Aims The farnesoid X receptor (FXR) is a member of the metabolic nuclear receptor superfamily that plays a critical regulatory role in cardiovascular physiology/pathology. However, the role of systemic FXR activation in the chronic phase in myocardial infarction (MI)-induced cardiac remodelling and dysfunction remains unclear. In this study, we aimed to elucidate the role of long-term FXR activation on post-MI cardiac remodelling and dysfunction. Methods and results Mice underwent either MI surgery or sham operation. At 1 week after MI, both sham and MI mice were gavaged with 25 mg/kg/d of a synthetic FXR agonist (GW4064) or a vehicle control for 7 weeks, and cardiac performance was assessed by consecutive echocardiography studies. Administration of GW4064 significantly increased left ventricular ejection fraction at 4 weeks and 8 weeks after MI (both P < 0.01). Moreover, GW4064 treatment increased angiogenesis and mitochondrial biogenesis, reduced cardiomyocyte loss and inflammation, and ameliorated cardiac remodelling as evidenced by heart weight, lung weight, atrial natriuretic peptide/brain natriuretic peptide levels, and myocardial fibrosis at 8 weeks post-MI. At the molecular level, GW4064 significantly increased FXR mRNA expression and transcriptional activity in heart tissue.
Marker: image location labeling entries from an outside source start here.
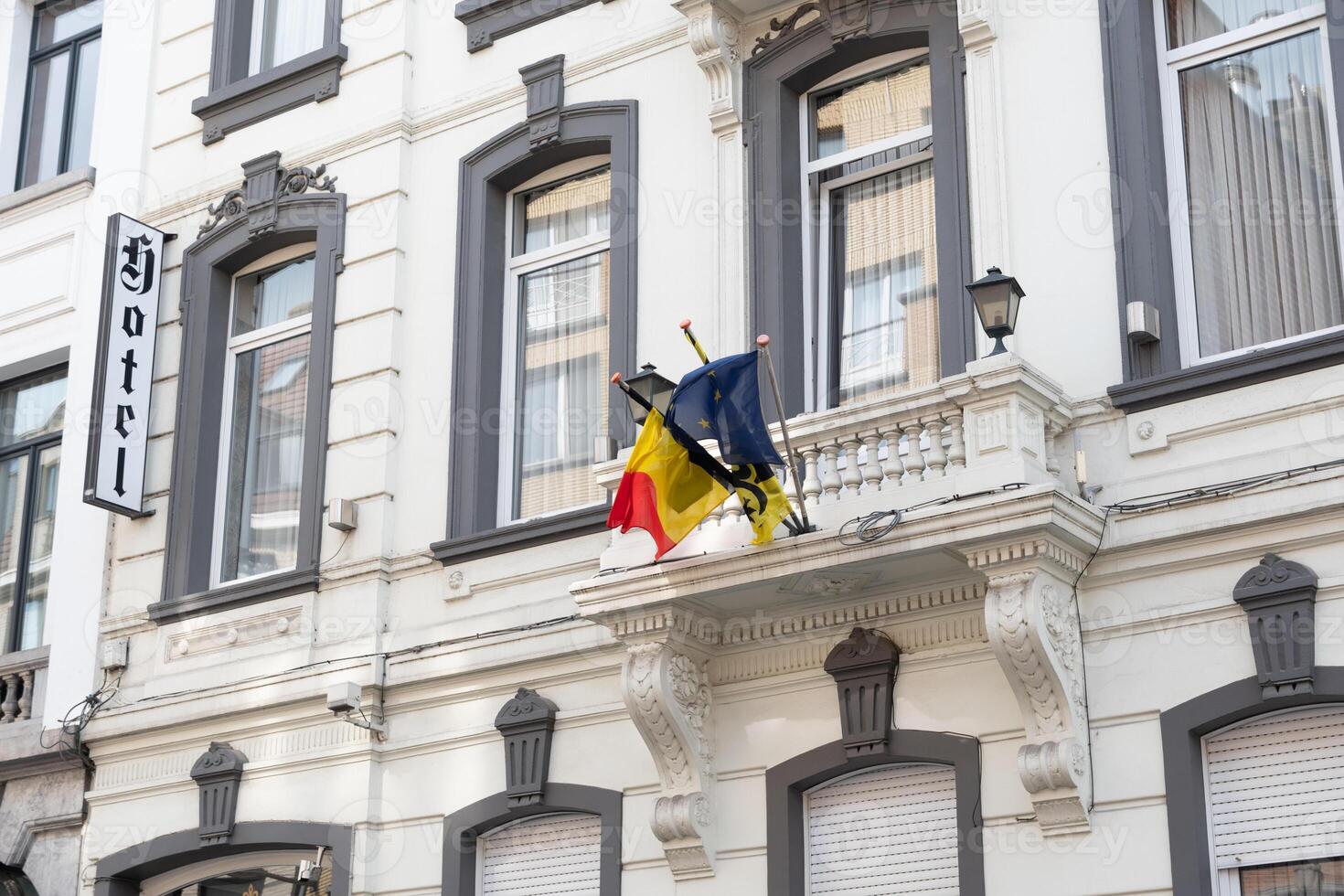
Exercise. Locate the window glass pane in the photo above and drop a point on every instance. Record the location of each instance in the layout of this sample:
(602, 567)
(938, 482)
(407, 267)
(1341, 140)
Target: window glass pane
(1264, 231)
(1301, 879)
(562, 391)
(46, 119)
(1191, 20)
(40, 529)
(285, 30)
(575, 208)
(887, 283)
(80, 120)
(265, 460)
(62, 20)
(33, 407)
(269, 880)
(14, 485)
(273, 295)
(882, 106)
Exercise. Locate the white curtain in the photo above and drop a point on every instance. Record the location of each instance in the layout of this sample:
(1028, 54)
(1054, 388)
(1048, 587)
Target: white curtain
(1264, 231)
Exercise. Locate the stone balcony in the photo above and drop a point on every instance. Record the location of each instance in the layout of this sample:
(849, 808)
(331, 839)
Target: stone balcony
(991, 538)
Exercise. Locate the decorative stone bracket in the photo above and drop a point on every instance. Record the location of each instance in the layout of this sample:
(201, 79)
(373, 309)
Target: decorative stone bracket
(668, 696)
(218, 772)
(1280, 601)
(1031, 620)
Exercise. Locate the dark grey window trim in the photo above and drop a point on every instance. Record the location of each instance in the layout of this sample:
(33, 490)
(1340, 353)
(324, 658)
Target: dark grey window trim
(237, 100)
(208, 280)
(1140, 218)
(123, 872)
(773, 80)
(1183, 759)
(464, 827)
(789, 781)
(486, 20)
(485, 177)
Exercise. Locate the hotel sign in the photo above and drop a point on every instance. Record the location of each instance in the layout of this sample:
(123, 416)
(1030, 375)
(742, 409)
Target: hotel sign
(114, 475)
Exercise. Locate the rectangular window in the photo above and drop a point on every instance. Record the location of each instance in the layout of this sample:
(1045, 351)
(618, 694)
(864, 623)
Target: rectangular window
(557, 347)
(1254, 169)
(283, 30)
(60, 89)
(266, 402)
(31, 421)
(869, 174)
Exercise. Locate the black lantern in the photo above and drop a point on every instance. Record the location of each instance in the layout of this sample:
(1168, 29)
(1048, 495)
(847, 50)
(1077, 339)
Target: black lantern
(997, 295)
(654, 389)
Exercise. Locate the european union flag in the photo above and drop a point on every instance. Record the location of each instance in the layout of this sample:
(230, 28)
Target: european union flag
(722, 400)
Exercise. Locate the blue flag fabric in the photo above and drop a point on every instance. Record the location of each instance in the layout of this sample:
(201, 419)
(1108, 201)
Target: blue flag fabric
(722, 400)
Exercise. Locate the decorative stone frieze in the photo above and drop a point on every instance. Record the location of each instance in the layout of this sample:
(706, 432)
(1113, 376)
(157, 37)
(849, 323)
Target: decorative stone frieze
(668, 696)
(715, 37)
(527, 723)
(1280, 601)
(864, 667)
(1031, 620)
(218, 773)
Moreover, over-expression of myocardial FXR failed to exert significant cardioprotection in vivo, indicating that GW4064 improved post-MI heart remodelling and function independent of myocardial FXR expression/activity. Among the four down-stream soluble molecules of FXR, plasma adiponectin was most significantly increased by GW4064. In cultured adipocytes, GW4064 increased mRNA levels and protein expression of adiponectin. Conditioned medium of GW4064-treated adipocytes activated AMPK-PGC-1a signalling and reduced hypoxia-induced cardiomyocyte apoptosis, all of which were attenuated by an adiponectin neutralizing anti-body. More importantly, when knocking-out adiponectin in mice, the cardioprotective effects of GW4064 were attenuated. Conclusions We are the first to show that FXR agonism ameliorated post-MI cardiac dysfunction and remodelling by stimulating adiponectin secretion. Thus, we demonstrated that FXR agonism is a potential therapeutic strategy in post-MI heart failure.